El delito de agresión sexual cometido sobre una menor, hija de la entonces pareja sentimental, se produjo cuando ésta tenía unos cinco años

Audiencia de Ávila
Audiencia de Ávila

El Tribunal Superior de Justicia de Castilla y León ha confirmado la pena de doce años de prisión que impuso la Audiencia Provincial de Ávila en noviembre pasado a un hombre por un delito de agresión sexual cometido sobre una menor, hija de la entonces pareja sentimental, cuando esta tenía unos cinco años.

En la sentencia, facilitada por el Tribunal Superior de la Comunidad este jueves, se rechaza el recurso de apelación del condenado, nacido en Ecuador en 1988, y se confirma íntegramente la sentencia de la Audiencia Provincial abulense, aunque cabe recurso de casación ante el Supremo.

La niña agredida, que cuando sucedieron los hechos tenía en torno a cinco, aunque contó lo sucedido tiempo después, es hija de la que era pareja sentimental del ahora condenado, con la que este vivía y acababa de tener un hijo.

Durante el juicio, el acusado negó los hechos, por lo que su abogado solicitó su absolución, mientras que el fiscal solicitó doce años de prisión por un delito de agresión sexual con situación de superioridad.

La niña, acompañada por una psicóloga durante el juicio, prestó declaración por videoconferencia relatando lo sucedido con el condenado cuando ella tenía en torno a cinco años uno de los días en los que se iba a bañar.

La Audiencia Provincial le condenó como “autor responsable de un delito de agresión sexual” a la pena de doce años de prisión y accesoria de inhabilitación especial para el derecho de sufragio pasivo durante el tiempo de la condena.

Además, se le impuso la medida de libertad vigilada por tiempo de diez años, “cuyo contenido y ejecución se determinará con posterioridad a la ejecución de la pena de prisión”.

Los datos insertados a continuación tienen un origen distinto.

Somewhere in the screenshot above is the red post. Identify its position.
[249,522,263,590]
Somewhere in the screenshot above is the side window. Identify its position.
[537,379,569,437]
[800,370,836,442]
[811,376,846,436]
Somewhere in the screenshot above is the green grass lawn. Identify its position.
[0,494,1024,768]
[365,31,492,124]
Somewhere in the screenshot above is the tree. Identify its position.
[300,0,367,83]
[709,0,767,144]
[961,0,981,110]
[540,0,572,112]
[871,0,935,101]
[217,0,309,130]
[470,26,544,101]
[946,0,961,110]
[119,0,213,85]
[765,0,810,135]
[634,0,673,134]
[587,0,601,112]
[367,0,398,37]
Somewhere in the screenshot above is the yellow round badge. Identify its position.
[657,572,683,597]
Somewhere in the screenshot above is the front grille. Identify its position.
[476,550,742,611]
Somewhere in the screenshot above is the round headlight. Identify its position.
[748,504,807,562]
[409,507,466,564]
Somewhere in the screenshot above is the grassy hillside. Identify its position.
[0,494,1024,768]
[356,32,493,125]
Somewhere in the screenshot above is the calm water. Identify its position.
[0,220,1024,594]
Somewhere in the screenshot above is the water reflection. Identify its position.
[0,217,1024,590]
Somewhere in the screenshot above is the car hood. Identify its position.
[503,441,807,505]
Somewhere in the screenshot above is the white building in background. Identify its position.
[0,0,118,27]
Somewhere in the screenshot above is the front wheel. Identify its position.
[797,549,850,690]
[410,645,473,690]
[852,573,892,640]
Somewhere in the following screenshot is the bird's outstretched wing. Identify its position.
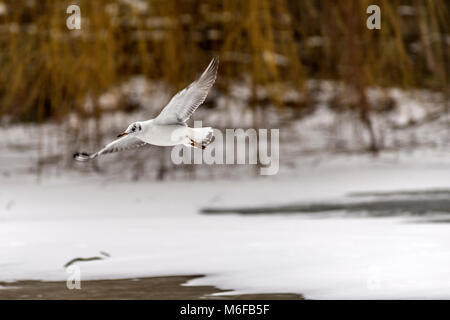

Asimismo, se le impuso la pena de inhabilitación especial para cualquier profesión u oficio, sea o no retribuido, que conlleve contacto regular y directo con menores de edad por un tiempo superior en cinco años al de la pena privativa de libertad impuesta en sentencia.

A todo ello, se sumó el pago de 6.000 euros en concepto de responsabilidad civil por “daños morales”, una cantidad que será entregada a los representantes legales de la menor -padre y madre-.